The WB’s Support for Strategic Local Development and Investment Project (SSLDIP) seeks to finance reconstruction, rehabilitation, expansion and upgrading of basic local infrastructure in LGUs affected by Yolanda and the earthquake.

The deadline for applications will be on April 2016.

As part of the package, 10 percent of the total project cost for CCMC or P120 million will have to be availed through a loan.

“The loan will be amortized for 12 years with a yearly interest of seven to nine percent,” Tagupa said.

The city government needs to use its Internal Revenue Allotment (IRA) as collateral for the loan.

Intention

The Daanbantayan municipal government also sought the intercession of the Cebu provincial government to secure a World Bank loan.

Tagupa said the city can still use the IRA but the LBP can deduct from it if the city can’t pay within the due date.

Councilor Sisinio Andales insisted that the city government cannot qualify for the loan because the CCMC wasn’t destroyed by the earthquake nor by supertyphoon Yolanda.

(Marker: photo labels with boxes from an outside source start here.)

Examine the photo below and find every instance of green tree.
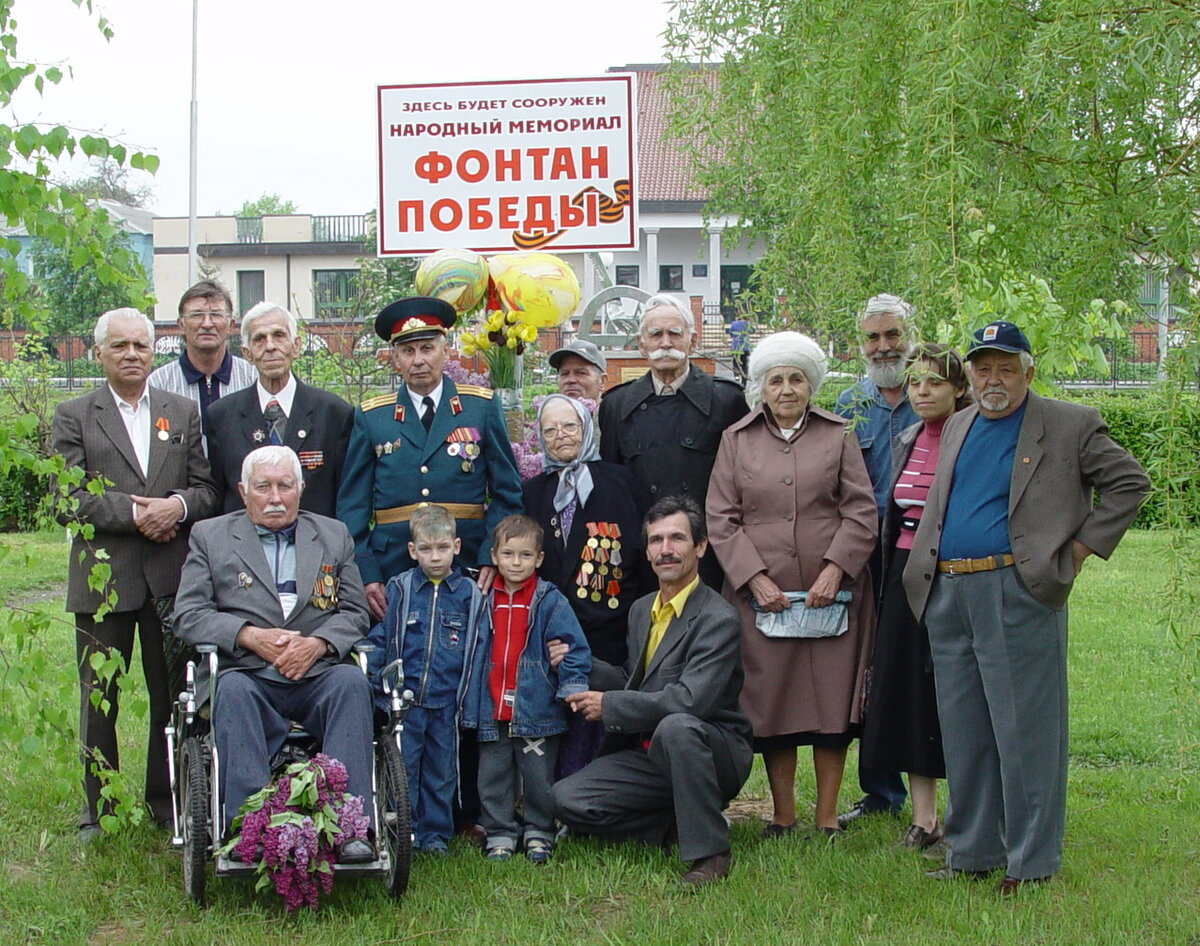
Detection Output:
[30,233,148,336]
[666,0,1200,336]
[234,193,296,217]
[0,0,158,820]
[62,157,154,208]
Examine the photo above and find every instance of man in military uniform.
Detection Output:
[599,293,750,589]
[337,297,521,621]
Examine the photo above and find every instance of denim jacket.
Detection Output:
[367,568,484,714]
[462,579,592,742]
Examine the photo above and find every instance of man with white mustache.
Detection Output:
[834,293,918,826]
[598,293,750,591]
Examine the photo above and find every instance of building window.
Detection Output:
[238,269,266,318]
[312,269,360,319]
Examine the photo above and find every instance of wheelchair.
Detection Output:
[166,643,413,906]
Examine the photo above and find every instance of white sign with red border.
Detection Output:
[378,73,637,256]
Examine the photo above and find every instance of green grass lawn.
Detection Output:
[0,532,1200,946]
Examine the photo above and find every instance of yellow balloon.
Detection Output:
[487,253,580,329]
[413,250,487,316]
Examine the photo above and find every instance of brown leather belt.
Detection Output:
[376,503,484,526]
[937,555,1016,575]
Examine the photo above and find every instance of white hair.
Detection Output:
[92,306,154,348]
[858,293,913,328]
[241,443,304,492]
[241,303,299,348]
[637,293,692,339]
[746,331,828,407]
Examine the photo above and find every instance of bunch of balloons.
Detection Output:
[416,250,580,357]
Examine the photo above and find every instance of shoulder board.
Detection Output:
[361,394,396,411]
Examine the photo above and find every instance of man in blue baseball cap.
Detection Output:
[904,322,1150,894]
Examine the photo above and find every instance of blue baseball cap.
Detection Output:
[967,322,1032,358]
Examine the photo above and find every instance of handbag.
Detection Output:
[750,591,851,639]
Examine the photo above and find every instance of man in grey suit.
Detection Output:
[205,303,354,516]
[53,309,216,840]
[904,322,1150,894]
[175,445,374,863]
[552,496,751,886]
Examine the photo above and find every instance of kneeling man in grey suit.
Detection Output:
[553,496,751,886]
[175,445,374,863]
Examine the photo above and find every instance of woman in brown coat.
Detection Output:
[707,331,877,838]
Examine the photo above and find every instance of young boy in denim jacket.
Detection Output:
[367,505,482,854]
[463,516,592,864]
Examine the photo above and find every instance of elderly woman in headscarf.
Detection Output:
[523,394,653,778]
[707,331,877,838]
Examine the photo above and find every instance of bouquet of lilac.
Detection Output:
[221,753,371,914]
[512,397,596,481]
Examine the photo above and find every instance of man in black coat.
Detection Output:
[599,293,750,591]
[205,303,354,517]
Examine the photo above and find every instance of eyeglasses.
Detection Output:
[541,421,583,441]
[184,312,229,325]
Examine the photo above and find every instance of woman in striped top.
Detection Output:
[859,345,971,849]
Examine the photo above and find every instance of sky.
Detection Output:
[10,0,668,216]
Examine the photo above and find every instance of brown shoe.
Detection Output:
[996,876,1050,897]
[900,821,942,851]
[682,851,733,887]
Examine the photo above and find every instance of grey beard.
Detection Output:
[866,360,904,388]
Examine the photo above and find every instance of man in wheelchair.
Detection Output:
[175,445,376,864]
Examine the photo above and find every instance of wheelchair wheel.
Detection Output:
[179,736,210,906]
[376,736,413,898]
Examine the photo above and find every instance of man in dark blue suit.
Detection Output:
[205,303,354,517]
[337,297,522,621]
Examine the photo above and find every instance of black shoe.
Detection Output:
[337,838,376,864]
[838,798,900,827]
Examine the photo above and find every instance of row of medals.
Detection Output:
[312,565,337,611]
[446,443,479,473]
[575,522,625,610]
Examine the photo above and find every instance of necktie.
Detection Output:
[263,401,288,447]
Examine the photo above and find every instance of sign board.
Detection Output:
[378,73,637,256]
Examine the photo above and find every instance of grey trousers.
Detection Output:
[479,723,560,851]
[212,664,374,828]
[554,713,752,862]
[925,568,1067,880]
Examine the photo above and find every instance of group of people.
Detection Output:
[54,282,1148,893]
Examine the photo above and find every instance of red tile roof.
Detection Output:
[608,64,716,200]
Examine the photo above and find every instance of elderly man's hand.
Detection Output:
[275,634,328,679]
[362,581,388,621]
[566,690,604,723]
[1070,539,1096,575]
[130,496,184,541]
[238,624,300,664]
[749,571,792,611]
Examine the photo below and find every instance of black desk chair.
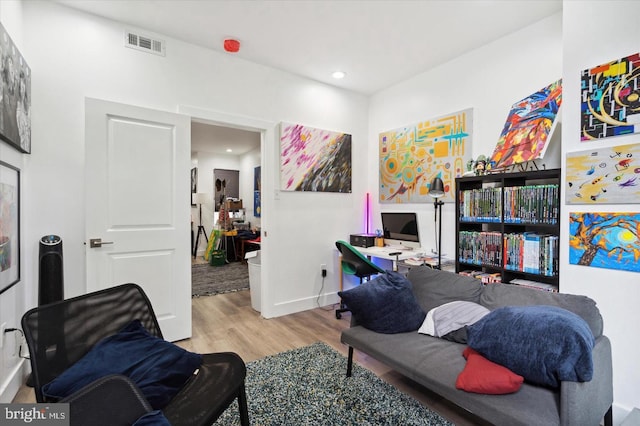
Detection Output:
[22,284,249,426]
[336,240,384,319]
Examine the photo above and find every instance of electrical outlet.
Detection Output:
[0,322,7,349]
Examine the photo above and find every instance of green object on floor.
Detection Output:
[209,250,227,266]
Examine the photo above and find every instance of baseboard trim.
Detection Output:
[0,358,29,404]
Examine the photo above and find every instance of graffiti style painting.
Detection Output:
[379,108,473,203]
[569,213,640,272]
[280,123,351,193]
[490,80,562,169]
[580,53,640,141]
[565,144,640,204]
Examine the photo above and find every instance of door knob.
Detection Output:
[89,238,113,248]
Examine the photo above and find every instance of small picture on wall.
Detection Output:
[0,161,20,294]
[378,108,473,204]
[565,144,640,204]
[569,213,640,272]
[0,24,31,154]
[580,53,640,141]
[213,169,240,211]
[280,123,351,193]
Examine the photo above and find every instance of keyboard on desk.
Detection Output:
[381,245,413,252]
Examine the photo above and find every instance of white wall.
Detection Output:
[0,1,29,403]
[367,14,562,257]
[0,1,368,398]
[560,0,640,421]
[0,1,640,423]
[191,149,261,256]
[368,7,640,424]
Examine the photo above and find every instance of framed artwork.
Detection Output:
[213,169,240,211]
[191,167,198,207]
[379,108,473,203]
[280,123,351,193]
[565,144,640,204]
[490,79,562,169]
[580,53,640,141]
[0,24,31,154]
[569,213,640,272]
[0,161,20,294]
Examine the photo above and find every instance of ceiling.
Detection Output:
[57,0,562,95]
[55,0,562,154]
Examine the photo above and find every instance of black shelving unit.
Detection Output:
[456,169,560,291]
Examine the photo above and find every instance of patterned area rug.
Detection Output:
[191,262,249,297]
[215,342,453,426]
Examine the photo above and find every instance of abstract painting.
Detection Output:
[569,213,640,272]
[379,108,473,203]
[280,123,351,193]
[0,161,20,294]
[565,144,640,204]
[490,80,562,169]
[213,169,240,212]
[191,167,198,207]
[0,24,31,154]
[580,53,640,141]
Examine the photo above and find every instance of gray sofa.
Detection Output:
[341,266,613,426]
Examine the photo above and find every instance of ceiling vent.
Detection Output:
[124,30,165,56]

“There was an intention on the part of the office of the mayor to really demolish CCMC. In other words, based on this, the city of Cebu is not qualified,” he said.

Retrofit

He pointed out an earlier recommendation of former City Engineer Kenneth Carmelita Enriquez and consultant structural engineer Ariel Dela Cruz to the city council that the city should just retrofit the CCMC.

But Andales said the mayor ignored the recommendation of the engineers and insisted on the demolition.

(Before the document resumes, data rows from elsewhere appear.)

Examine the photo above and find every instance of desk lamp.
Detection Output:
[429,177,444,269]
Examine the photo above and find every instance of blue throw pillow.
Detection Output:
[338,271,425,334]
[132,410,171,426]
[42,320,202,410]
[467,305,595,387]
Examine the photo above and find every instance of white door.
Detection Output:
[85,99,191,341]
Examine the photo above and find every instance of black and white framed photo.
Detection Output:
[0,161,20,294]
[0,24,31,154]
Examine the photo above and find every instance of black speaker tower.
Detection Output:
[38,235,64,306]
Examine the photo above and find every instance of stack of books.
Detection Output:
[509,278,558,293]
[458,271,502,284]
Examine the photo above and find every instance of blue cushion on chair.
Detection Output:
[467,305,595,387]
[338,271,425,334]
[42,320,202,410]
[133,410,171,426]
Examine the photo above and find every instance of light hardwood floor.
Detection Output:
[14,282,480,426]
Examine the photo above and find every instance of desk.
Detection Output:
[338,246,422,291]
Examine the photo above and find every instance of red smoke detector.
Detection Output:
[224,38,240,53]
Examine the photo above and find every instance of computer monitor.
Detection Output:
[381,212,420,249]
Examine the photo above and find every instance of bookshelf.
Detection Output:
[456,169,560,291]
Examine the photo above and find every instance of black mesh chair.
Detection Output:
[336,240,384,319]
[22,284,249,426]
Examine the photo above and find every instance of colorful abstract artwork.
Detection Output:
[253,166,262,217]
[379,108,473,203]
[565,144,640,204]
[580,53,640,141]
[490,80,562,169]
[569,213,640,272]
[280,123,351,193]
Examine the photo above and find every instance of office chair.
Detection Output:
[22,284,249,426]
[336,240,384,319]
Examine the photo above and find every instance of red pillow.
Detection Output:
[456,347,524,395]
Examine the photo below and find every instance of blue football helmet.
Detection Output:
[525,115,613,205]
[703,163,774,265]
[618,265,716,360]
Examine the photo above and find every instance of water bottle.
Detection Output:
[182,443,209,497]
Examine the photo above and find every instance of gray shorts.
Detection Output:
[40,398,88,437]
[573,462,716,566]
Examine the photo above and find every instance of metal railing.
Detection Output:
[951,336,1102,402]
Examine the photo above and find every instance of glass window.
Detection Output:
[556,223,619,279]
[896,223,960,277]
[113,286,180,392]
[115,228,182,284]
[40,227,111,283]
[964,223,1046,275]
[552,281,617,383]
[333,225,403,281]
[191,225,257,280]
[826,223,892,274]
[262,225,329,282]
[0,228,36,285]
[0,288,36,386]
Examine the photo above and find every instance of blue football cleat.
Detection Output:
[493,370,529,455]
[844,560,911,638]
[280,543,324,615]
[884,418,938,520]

“Because if you use the parameter of restructuring CCMC on the basis of calamity, there was no calamity when CCMC was demolished. It was due to the mayor’s order to demolish it thinking he wants to build a new 10-story CCMC building which has yet to start work up to now,” he said.

First phase

More than a year after the 2013 earthquake, the site for the new CCMC building remains at ground zero.

Bidding for the P300 million first phase of the project  started last year.

But the Bids and Awards Committee (BAC) decided to post-disqualify the lowest bidder of the project for misrepresentation and falsifying documents.

Rama later on decided to declare a failure of bidding in December last year.

Although there were already changes in the BAC composition, the rebidding of the project has not started.

The executive department however started focus group discussions on how to go about the rebidding.

City Attorney Jerone Castillo, a member of the BAC, said based on initial discussion, the rebidding amount for the project will be P600 million.

The amount refers to the initial P300 million appropriation of the city last year. The other P300 million is appropriated in the city’s annual budget this year.